On pourrait penser Jean-Philippe suffisamment occupé par son exploitation personnelle. Mais il a aussi un sens inné de l’intérêt général. C’est pourquoi, il y a quatre ans, il a pris la présidence du Syndicat de l’AOP de l’olive des Baux-de-Provence, succédant en cela à Jean-Pierre Lombrage (voir son portrait dans cette Galerie). Cette AOP est la plus petite en surface mais la plus importante en France pour le volume de production ; elle représente près de 10 % du total. Son syndicat regroupe des acteurs qui ont des intérêts communs et divergents en même temps : oléiculteurs, oliverons, confiseurs et mouliniers, près d’un millier au total. Cas unique en France, l’AOP des Baux se charge de délivrer un agrément, condition nécessaire pour pouvoir vendre sous l’appellation. Pour ce faire, tous les lots (entre 170 et 200) sont dégustés par un comité – il y a au total une trentaine de dégustateurs - qui juge de la « typicité » de l’huile. Selon Jean-Philippe, celle-ci est bien respectée dans l’ensemble : tout au plus une demi-douzaine de lots est recalée chaque année. Bien qu’il soit entouré d’un bureau et d’un tout petit nombre de salariés, le président assume une responsabilité exigeante, qui demande de la diplomatie.

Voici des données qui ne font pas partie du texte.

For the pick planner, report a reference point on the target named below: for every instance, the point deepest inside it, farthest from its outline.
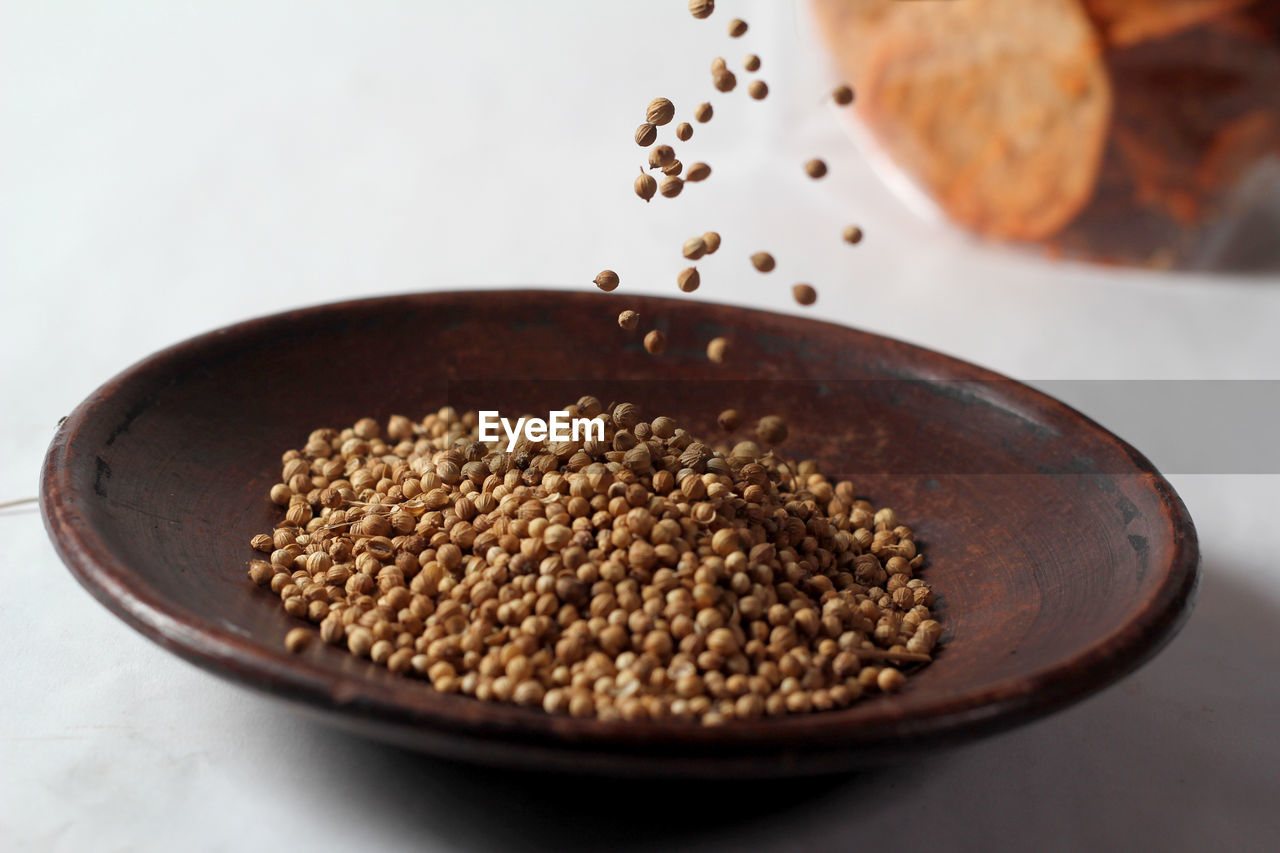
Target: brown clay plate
(1061, 557)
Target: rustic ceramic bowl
(1060, 557)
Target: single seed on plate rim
(297, 639)
(607, 281)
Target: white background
(168, 168)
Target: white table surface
(169, 169)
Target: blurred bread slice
(999, 109)
(1129, 22)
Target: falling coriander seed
(661, 156)
(804, 293)
(659, 112)
(702, 8)
(698, 172)
(647, 135)
(694, 247)
(645, 186)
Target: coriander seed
(725, 81)
(659, 112)
(661, 156)
(607, 281)
(645, 186)
(297, 639)
(647, 135)
(626, 576)
(804, 293)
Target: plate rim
(252, 664)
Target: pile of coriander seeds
(662, 158)
(649, 575)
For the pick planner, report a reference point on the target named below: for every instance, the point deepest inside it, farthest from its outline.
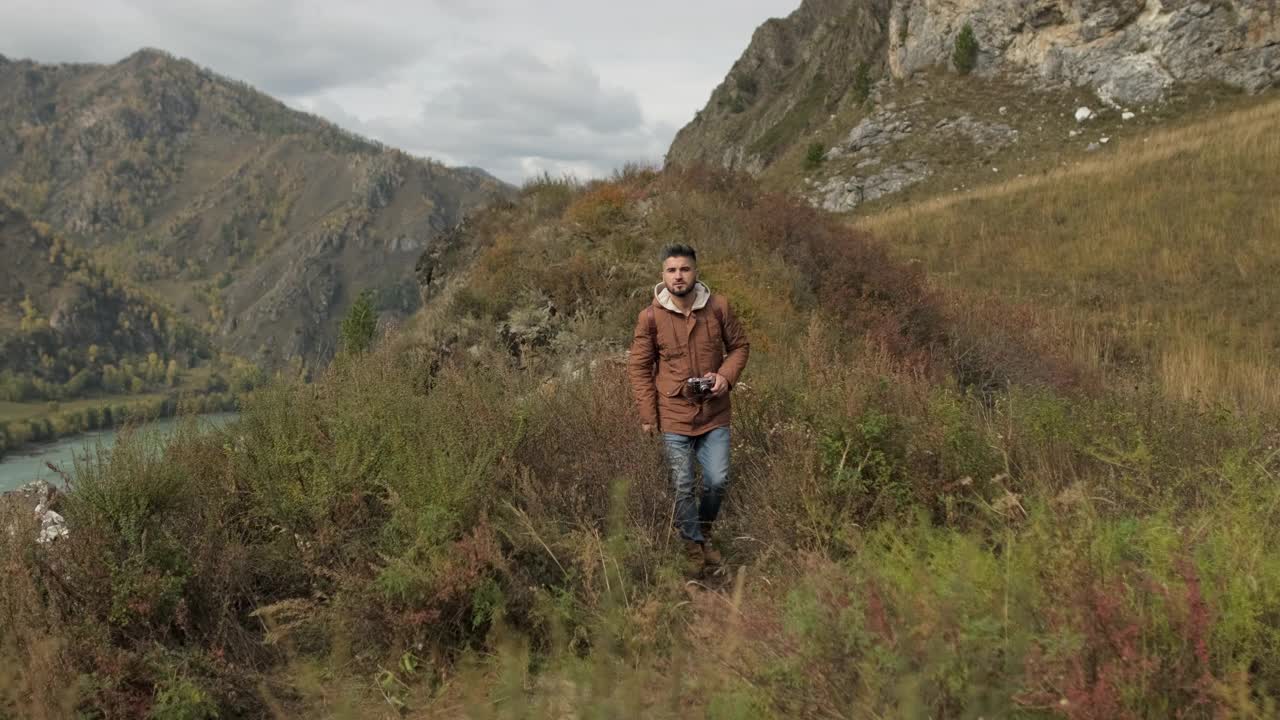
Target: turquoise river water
(28, 464)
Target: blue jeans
(711, 449)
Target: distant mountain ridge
(256, 222)
(828, 57)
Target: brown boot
(694, 556)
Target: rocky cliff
(256, 222)
(831, 55)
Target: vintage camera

Jean-Philippe Montagard trouve son bonheur dans l’équilibre entre son entreprise et ses responsabilités syndicales d’un côté, un petit peu de temps libre de l’autre. Ce peu de temps libre, il le consacre à faire du VTT dans les Alpilles ou à regarder des matches de rugby dans un stade ou à la télévision. Mais à 55 ans, dans la force de l’âge, il ne regrette pas un instant d’avoir changé de vie il y a vingt ans. Il l’exprime ainsi : « pour moi, c’est tous les jours dimanche ».